Arkasından Robbie ağlayarak onu takip etti, küçük gözlerinde dehşet vardı.
Yere yığıldı, vücudu hıçkırıklarla sarsılıyordu. Robbie yanına düştü.
Kollarını ona doladı, bedenini kendine çekti. "Ah, Robbie," diye ağladı. "Dünyada sahip olduğum tek şey
sensin. Seni seviyorum. Beni bırakma. Beni asla bırakma." Onu kendine daha da yaklaştırdı.
Sonra onun yüzüne baktı. Boğazında küçük bir çığlık koptu. Daha yakından baktı. Derisini kaplayan küçük
kırmızı yaralar vardı. Bu bir zamanlar bir kitapta okuduğu şey miydi? -Radyasyon zehirlenmesiyle ilgili bir
şey- ölümden hemen önce ortaya çıkan kırmızı yaralar-
"Hayır, Robbie! Oh, hayır!"
Ona baktı, gözleri sıcak ve ateşliydi.
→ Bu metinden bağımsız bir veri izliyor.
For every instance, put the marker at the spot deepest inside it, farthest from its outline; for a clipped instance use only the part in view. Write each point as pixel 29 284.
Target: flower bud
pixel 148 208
Konuşmaya çalıştı ama kelimeler dudaklarında köpürdü.
Kadın onu göğsüne bastırdı ve başını sallayarak onu salladı. "Hayır, Robbie! Beni bırakma!..."
Onun kalbinin kendi kalbine karşı attığını hissetti. Daha yavaş. küçük bedeni kasıldı. Sonra sessizleşti.
... Güneş batalı çok olmuş, o yerde oturmuş, hareketsiz bedeni kollarında tutuyordu. Ay gümüş bir
ışıltıyla parlıyor, çocuğun ölü bedenini yumuşak ışığıyla yıkıyordu. Bu ışık kadının gözlerinde de
parlıyordu; buğulu gözlerin ardında ölü bir zihin vardı....
"Bugünkü dersimiz burada sona eriyor."